Lets start with your question. I actually downloaded your data, but the code you gave to read the file does not work. it errors with:
Error in read.zoo("Downloads/Matrix.csv", header = FALSE, sep = ";", format = "%m/%d/%Y", :
index has 155 bad entries at data rows: 2 3 6 7 ...
I also changed the sep=','
to sep=';'
since that is the data you provided. Next you assign niter
which, since x.r
is 256 rows, winds up being -3
. So, of course, x.r.w
cannot be created since nrow=niter
doesn't mean anything...
Finally, speeding up your code:
Move things that are constant outside of your for loop.

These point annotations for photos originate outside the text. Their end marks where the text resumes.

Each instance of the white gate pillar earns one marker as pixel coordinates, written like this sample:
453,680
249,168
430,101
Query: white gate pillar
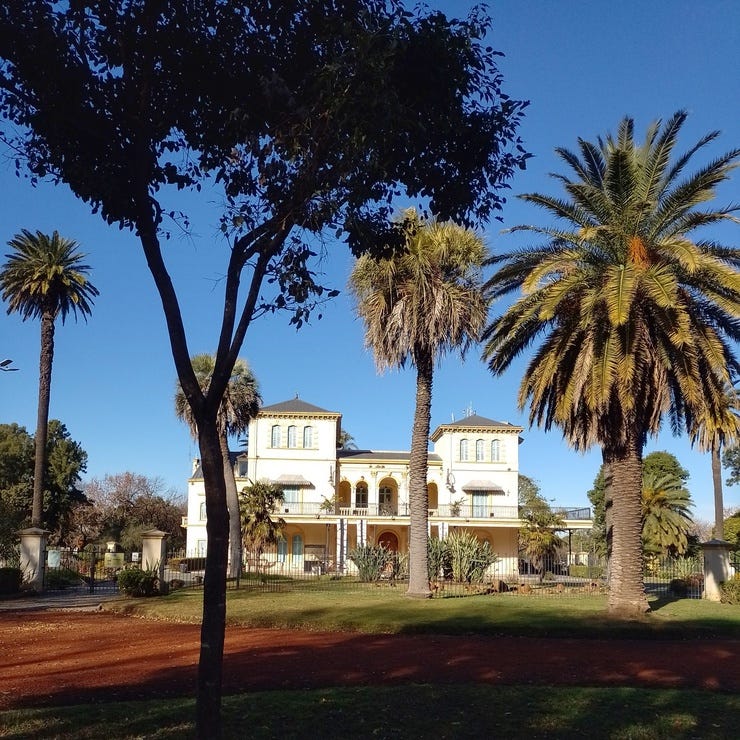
716,567
33,556
154,555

Specifically:
zeros = array(0, dim = c(N,1))
aMat = t(array(1, dim = c(1,N)))
Since they don't depend on i
.
I did find the function solve.QP
but didn't find cov.shrink
. And I'm not familiar with either. Often solvers are slow and iterative and difficult to speed up. However, it sounds like this is something that could easily be split into multiple threads. Take a look at foreach
.
As far as avoiding for loops
, sometimes code is both clearer and as efficient in a for loop
as it would be in an apply
type function. For loops
don't have be eliminated, just used appropriately.
In the future, please create a completely reproducible example that contains your data, the packages you're using and code that works. This will lead you to deeper understanding of the problem and will get you much better, more accurate and more complete answers.